Beberapa hal yang sempat kurasakan, dalam posisi guru muda. Tak akan siap secara mental dan psikologis, jika mencoba memberikan pengaruh dalam pengambilan sebuah keputusan. Dan ini pun seperti menjadi kesepakatan secara tidak langsung, manakala mencoba dalam sisi-sisi bercanda dengan yang seusia. Bahkan terkadang hanya berujung derai tawa, jika teringat sesuatu yang menjadi efek dari semua itu.
"Aku sempat ingat cerita Pita, almarhum. Ketika sebelum musibah itu dia pernah menceritakan, ada kalanya sebanyak orang muda berkumpul dan bersuara.
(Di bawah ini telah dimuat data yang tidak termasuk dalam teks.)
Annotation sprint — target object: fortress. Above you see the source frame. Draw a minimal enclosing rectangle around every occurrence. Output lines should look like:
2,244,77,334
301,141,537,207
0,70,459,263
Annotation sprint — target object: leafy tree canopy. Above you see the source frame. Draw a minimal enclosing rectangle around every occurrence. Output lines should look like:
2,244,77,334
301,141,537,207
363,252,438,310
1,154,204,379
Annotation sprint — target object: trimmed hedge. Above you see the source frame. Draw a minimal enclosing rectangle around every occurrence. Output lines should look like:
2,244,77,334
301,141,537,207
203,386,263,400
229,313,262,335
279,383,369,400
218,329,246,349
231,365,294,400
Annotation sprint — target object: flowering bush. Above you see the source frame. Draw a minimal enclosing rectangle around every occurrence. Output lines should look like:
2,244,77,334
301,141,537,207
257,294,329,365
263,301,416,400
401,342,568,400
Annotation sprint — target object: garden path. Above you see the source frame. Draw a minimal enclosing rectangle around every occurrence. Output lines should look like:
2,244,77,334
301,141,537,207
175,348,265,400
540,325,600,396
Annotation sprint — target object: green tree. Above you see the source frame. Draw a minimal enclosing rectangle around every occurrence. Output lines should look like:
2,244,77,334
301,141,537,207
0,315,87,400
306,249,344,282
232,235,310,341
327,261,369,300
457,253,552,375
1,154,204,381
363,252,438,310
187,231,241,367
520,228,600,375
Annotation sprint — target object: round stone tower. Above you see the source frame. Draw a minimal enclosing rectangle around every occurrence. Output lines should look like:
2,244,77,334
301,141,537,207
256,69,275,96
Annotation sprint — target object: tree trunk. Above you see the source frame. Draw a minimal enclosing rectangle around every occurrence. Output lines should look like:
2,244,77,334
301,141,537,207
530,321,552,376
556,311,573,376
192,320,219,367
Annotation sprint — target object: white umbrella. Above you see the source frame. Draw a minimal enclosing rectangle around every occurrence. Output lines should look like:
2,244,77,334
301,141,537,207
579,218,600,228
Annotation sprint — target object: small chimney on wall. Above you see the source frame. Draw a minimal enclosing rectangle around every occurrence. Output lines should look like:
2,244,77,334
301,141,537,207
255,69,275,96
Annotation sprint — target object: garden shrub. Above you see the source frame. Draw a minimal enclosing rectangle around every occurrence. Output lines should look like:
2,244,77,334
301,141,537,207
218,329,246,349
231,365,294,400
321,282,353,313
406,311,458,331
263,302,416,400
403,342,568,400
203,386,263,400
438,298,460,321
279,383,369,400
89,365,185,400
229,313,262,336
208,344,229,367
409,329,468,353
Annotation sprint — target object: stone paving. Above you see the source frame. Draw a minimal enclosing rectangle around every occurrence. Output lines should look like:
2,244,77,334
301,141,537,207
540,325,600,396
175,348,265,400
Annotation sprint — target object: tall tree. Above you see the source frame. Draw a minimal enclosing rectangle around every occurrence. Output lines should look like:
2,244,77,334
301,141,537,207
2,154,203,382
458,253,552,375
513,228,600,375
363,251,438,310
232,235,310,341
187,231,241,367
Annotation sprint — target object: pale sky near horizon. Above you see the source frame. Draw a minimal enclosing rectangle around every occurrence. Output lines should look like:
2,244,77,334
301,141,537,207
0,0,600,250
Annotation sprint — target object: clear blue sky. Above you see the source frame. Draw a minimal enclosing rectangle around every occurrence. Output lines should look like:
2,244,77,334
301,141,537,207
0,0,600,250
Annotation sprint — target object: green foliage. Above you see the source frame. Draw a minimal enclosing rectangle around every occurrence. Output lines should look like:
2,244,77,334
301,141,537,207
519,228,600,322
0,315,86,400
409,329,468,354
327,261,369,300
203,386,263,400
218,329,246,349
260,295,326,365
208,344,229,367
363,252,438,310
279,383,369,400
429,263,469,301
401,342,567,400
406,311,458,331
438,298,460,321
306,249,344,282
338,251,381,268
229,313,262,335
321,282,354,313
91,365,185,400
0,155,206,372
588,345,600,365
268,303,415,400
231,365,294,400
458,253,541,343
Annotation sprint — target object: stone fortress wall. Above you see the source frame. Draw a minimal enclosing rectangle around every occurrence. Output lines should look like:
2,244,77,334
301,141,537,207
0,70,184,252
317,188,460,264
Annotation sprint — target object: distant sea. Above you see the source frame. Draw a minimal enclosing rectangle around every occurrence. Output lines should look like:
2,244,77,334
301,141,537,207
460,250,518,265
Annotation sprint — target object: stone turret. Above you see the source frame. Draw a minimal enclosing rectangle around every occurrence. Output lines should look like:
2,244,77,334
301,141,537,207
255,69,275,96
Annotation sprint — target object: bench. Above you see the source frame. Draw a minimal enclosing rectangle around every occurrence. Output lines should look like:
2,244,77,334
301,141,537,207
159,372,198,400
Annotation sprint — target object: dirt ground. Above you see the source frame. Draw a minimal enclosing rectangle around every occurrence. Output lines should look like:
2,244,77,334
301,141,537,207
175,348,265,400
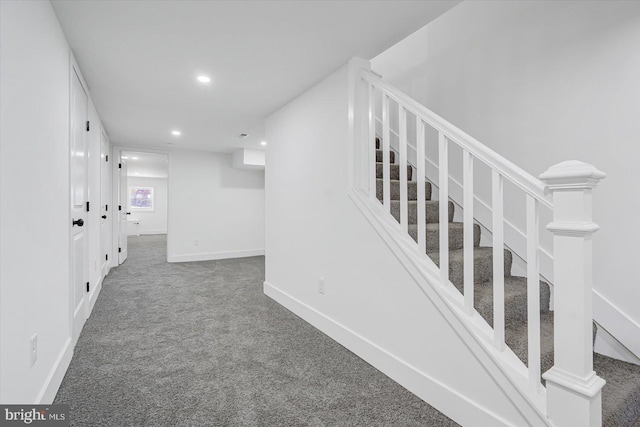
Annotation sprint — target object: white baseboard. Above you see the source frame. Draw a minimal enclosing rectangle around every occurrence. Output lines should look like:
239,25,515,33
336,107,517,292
168,248,264,262
264,282,509,426
36,338,73,405
140,228,167,236
593,290,640,364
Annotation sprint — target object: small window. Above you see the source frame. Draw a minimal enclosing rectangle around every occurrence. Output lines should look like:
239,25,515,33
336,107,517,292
129,187,154,212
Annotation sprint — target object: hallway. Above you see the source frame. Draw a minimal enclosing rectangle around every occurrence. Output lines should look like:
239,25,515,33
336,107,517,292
54,235,455,426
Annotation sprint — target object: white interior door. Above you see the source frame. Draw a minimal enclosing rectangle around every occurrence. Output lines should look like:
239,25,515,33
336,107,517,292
69,68,89,342
118,158,129,264
100,130,113,277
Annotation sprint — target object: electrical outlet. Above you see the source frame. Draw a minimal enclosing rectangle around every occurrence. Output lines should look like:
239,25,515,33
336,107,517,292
29,334,38,367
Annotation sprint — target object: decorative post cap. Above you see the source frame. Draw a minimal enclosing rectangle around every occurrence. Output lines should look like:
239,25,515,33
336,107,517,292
539,160,607,190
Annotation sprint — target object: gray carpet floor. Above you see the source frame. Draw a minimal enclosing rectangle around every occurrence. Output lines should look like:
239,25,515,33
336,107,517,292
54,235,457,427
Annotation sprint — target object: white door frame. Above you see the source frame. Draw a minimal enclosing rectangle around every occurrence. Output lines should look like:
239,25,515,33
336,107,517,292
68,54,89,345
109,145,171,265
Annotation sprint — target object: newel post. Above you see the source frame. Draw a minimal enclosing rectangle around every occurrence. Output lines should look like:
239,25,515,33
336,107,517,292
540,161,606,427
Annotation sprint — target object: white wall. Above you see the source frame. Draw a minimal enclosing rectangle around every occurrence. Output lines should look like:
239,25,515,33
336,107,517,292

Tetap tak akan jadi kekuatan ketika seorang senior sudah berbicara. Hal ini, karena terkadang ada hal-hal lain yang terjadi di luar formalitas pengambilan keputusan".
"Saya pun merasakan seperti itu, Bapak. Persis apa yang disampaikan almarhum itu dirasakan dalam perjalanan saya".
"Inilah yang dinamakan manuver politik, Firman. Jangan sekali-kali kau ikuti gaya itu. Sebab yang namanya politik itu tidak sehat. Sementara dalam menjalankan sebuah lembaga pendidikan, apapun itu harus terkontrol secara sehat dengan intelektualitas dan kualitas seorang pendidik, bukan seorang politikus. Ingat jika manuver politik terjadi di lingkungan pendidikan, maka dipastikan suatu hari nanti manuver itu akan mencederainya".
"Maksudnya mencederainya itu, bagaimana, Bapak...saya kurang paham".
"Apa yang menjadi rumusan keputusan, sesuatu yang tak berkesinambungan. Bahkan kecenderungan bersifat sesaat. Sementara yang mana yang program sebuah institusi harus berjalan berkesinambungan, jika itu bukan merupakan 'pilot project'. Bahkan untuk sebuah pilot project pun kalau bisa berlanjut, selama acuan kurikulum belum berubah. Tentunya dengan evaluasi, berlanjutnya menjadikan lebih berkualitas dan bahkan bisa menjadi brand, yang dikenal khalayak. Pemodelan ini barangkali akan meningkatkan kualitas sebuah sekolah, seiring output yang berkualitas maka input pun akan datang dengan berkualitas juga"
Sayup-sayup suara adzan terdengar dari mushola, menyadarkan obrolan asyik dua generasi. Walau sebenarnya diantara keduanya tak pernah tahu tentang apa yang diobrolkannya, sebuah konsepan dimana Pak Ramlan kerja itu semua tak ada. Sebuah lembaga yang dihuni oleh seragam putih merah tentunya terlalu jauh untuk semua itu. Begitu juga untuk ditempat Firman bekerja, yang sebenarnya konsepan itu akan jadi sebuah tantangan institusi. Apa yang menjadi obrolan sebatas apa yang dirasakannya, boleh jadi merupakan angan. Belum tentu sebuah data realita yang terjadi. Semua hanya berada pada sisi obrolan karena sama-sama ada dalam ranah pengabdian terhadap anak bangsa. Semua sebatas obrolan dalam bermimpi dalam profesi.
Firmanpun pamit, seiring waktu yang sudah siang, dan meninggalkan secangkir kopi yang tak berasap lagi, bahkan nampak tinggal cangkirnya saja. Keduanya tersenyum dalam tatap hangat dua generasi satu profesi. Anak bangsa menjadi langkah rutinitas dalam membawa senyum bahkan mungkin gelak tawa itu ada.